Because, relatively, food is quite a small subject, macro food photography closeups are often used. Sets are usually smaller and a fine attention to minuscule compositional elements is taken. Also, in food photography you are almost always dealing with still subjects (a food ingredient such as an orange, or a restaurant plate ) or nearly still objects (melting ice cream). This means the photographer has the time and ease to make numerous micro-adjustments. Of course, motion could be present in food photography. For example, freezing food in motion with the magic of fast shutter speeds while its falling through the air, splashing to the plate, being poured, steaming, or bubbling in a pot can create an effective and interesting dynamics within still food image.

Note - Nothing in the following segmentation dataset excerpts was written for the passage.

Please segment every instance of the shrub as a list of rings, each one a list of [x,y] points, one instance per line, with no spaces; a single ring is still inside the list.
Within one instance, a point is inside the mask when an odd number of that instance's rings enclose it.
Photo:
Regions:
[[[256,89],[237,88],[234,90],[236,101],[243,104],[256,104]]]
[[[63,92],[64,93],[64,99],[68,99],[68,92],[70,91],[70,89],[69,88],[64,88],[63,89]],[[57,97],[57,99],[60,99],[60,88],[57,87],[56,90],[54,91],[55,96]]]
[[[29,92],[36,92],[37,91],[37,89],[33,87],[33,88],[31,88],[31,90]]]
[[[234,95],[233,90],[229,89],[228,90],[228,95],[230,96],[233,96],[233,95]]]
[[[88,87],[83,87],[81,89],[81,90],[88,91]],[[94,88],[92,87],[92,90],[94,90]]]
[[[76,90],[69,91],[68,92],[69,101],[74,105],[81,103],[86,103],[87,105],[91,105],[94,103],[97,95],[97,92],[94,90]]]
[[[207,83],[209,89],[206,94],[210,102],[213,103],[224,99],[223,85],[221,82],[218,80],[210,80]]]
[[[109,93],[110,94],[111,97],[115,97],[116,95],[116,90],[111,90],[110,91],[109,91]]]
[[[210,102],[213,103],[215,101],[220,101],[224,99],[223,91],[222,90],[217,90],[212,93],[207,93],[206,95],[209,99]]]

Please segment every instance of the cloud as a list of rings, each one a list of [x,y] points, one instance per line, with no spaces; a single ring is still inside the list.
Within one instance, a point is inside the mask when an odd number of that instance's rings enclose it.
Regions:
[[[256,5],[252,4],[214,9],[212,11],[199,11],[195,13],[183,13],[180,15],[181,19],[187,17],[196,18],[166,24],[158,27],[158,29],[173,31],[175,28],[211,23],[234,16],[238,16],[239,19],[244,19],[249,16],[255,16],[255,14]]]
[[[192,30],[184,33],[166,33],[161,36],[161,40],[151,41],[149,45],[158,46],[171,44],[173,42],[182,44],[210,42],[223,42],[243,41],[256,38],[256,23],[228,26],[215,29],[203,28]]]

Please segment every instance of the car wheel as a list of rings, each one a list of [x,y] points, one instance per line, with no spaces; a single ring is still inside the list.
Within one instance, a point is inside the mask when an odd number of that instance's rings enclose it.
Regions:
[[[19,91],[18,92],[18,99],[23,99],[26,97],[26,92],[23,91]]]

Still though, even in these cases the photographer can control their subject with more precision than with some other genres of photography.
With all these details to account for, food photography is often the result of a deliberate creative direction of a food brand or business. Depending on the type of assignment or complexity of the project, there could be a creative director who makes a unique scenario for the food, set designer, a chef who creates the food, a food stylist who ensures the perfection of all the drizzles and sprinkles on hero food and creates the right balance of shadows and highlights, a food photographer, and a retoucher to refine the image in postproduction. In fine art food photography it may be more common for an artist to work alone, whereas in advertising food photography for big-name food companies this nearly never happens.
Food photography’s definition is broad. We see it in advertisements, editorial pieces, cookbooks, social media, documentary pieces, food blogs, fine art, art photo books, and more. A food photographer will change their style according to what the final purpose or use of their photos will be. For example, food photography lighting can vary from conservative and fairly high-key in cookbooks to chiaroscuro and experimental neons in fine art still life photography. The range of food photography styles is part of this unique genre’s DNA.
Food photography is a sub-genre of photography with and expanding reach. Photography was not considered to be museum worthy art until many decades after its invention. The definition of food photography is evolving, elevating its reputation within not only the fine art world, but in all realms in which it appears.